COMPLEX TECH: If your firm doesn't understand technology, digital redaction disasters are inevitable
/With electronic court filings becoming a thing of the present, not the future, adequate electronic redaction is now essential. For example, General Order 08-02, issued by the United States District Court, Central District of California, requires redaction to protect "sensitive and private information." The Order provides, at Part IV.E:
“The parties shall refrain from including, and/or shall redact where inclusion is necessary, the following personal data identifiers from all documents filed with the Clerk.
- Social Security Numbers: If an individual’s Social Security Number must be included in a document, only the last four digits of that number should be used.
- Taxpayer Identification Numbers: If a taxpayer identification number must be included in a document, only the last four digits of that number should be used.
- Names of Minor Children: If the involvement of a minor child must be mentioned, only the initials of that child should be used.
- Dates of Birth: If an individual’s date of birth must be included in a document, only the year should be used.
- Financial Account Numbers: If financial account numbers are relevant, identify the name or type of account and the financial institution where maintained, and only indicate the last four digits of the account number.
- Home Address: If a home address must be included, only the city and state should be used.
- Additional Information: For good cause, the assigned judge may require redaction of additional information.
Before the digital world was fully upon us, redactions were accomplished with a black marker. Now, attorneys and support staff are preparing documents for filing electronically, and redactions are applied with electronic tools. Unfortunately, some people believe that a redaction is sufficient if the private text is visibly obscured. But with digital information, merely obscuring text may not (or will not) actually remove it from the electronic document. The results of incomplete redaction can be devastating.

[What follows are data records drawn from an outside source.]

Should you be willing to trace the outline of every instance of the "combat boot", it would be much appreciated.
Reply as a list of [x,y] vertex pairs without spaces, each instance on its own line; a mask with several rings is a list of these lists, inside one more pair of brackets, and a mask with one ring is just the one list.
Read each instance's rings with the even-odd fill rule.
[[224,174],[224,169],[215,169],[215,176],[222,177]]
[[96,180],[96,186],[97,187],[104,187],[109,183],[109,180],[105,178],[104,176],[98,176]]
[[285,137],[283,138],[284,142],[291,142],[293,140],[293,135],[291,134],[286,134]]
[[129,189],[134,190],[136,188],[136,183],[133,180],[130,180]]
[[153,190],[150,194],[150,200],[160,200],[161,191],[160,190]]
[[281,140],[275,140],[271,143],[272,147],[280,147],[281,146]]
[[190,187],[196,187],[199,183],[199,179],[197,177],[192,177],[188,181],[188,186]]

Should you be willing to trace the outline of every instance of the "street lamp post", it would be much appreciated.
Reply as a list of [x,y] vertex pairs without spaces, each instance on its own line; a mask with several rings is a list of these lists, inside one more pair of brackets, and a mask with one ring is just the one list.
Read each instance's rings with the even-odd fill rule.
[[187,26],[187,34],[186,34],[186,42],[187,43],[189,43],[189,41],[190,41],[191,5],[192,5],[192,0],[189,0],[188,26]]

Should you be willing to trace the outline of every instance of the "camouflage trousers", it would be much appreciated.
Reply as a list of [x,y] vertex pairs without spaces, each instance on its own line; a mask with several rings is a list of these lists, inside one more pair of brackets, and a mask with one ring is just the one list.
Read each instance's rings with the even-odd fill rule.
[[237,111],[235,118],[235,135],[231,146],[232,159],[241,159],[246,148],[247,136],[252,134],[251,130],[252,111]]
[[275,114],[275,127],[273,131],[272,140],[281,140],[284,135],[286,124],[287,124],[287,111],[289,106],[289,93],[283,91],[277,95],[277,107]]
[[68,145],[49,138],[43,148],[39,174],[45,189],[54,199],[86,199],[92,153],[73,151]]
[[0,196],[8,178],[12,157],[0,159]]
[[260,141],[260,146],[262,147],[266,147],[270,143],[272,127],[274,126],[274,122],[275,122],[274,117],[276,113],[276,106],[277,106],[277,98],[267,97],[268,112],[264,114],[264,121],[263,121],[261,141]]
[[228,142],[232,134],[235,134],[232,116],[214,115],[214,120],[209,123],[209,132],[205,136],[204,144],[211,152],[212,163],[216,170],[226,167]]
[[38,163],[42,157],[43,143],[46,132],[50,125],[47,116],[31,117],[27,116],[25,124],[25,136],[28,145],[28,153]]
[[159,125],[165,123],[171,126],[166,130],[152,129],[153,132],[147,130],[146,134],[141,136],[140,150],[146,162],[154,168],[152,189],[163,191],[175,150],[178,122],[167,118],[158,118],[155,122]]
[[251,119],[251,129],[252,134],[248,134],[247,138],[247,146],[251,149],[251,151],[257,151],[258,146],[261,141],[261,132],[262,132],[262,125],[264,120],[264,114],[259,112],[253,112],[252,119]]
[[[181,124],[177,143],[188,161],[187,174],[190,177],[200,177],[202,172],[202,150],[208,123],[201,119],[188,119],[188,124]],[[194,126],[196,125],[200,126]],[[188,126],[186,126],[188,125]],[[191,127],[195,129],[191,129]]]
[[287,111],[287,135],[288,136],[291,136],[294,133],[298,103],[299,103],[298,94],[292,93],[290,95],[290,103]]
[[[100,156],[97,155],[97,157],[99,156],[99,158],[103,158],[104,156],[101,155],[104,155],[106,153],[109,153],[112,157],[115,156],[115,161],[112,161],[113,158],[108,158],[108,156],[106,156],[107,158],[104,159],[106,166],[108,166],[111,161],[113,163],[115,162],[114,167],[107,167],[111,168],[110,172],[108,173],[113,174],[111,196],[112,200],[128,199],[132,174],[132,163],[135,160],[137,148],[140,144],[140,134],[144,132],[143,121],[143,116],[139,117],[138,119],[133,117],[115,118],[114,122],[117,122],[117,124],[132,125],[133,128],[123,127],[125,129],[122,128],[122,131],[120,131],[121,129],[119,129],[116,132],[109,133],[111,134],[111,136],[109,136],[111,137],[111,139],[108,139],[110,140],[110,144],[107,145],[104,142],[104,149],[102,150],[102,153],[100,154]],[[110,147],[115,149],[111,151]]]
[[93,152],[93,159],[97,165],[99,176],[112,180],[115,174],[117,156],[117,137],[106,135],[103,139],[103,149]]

In a sex discrimination case against General Electric, Sanford, Wittels & Heisler (based in Washington, D.C.) electronically filed documents for the plaintiffs with large passages redacted. (Douglas Malan, GE Suffers a Redaction Disaster (May 28, 2008) www.law.com.) The redactions were insufficient:
“But as of late last week, you could download several documents through PACER's federal court filing system, copy the black bars that cover the text on the screen and paste them into a Word document.
Voilà. Information about the inner-workings of GE's white, male-dominated management and their alleged discriminatory practices against women, which is supposed to be sealed by court order, appears with little technical savvy required.
(Ibid.) The fallout is that a potential settlement may unravel because of the disclosure of information about General Electric that both sides agreed to keep secret.
A PACER account representative was unaware of the problem until she was guided through the process of downloading, copying and pasting the "redacted" information into new document, where, like magic, it appeared in an unredacted form. It is important to note that PACER employees do not check filings for redaction adequacy. That obligation rests on the lawyers. As noted in Malan's law.om article, "Where once a black marker strike on a piece of paper was sufficient, redaction in the digital world requires special software and the know-how to delete the words behind the shield." In the GE case, "Plaintiff's attorney Sanford couldn't say what process or software his law firm used to redact the information in the Schaefer case. 'Quite frankly, I'm not involved in the mechanics,' he said." (Ibid.) One would venture a guess that this unfortunate attorney knows now.
In a subsequent post I plan on reviewing Adobe Acrobat v.8, which provides secure redaction tools sufficient for all filings and at a price point that should be affordable to even the smallest firms.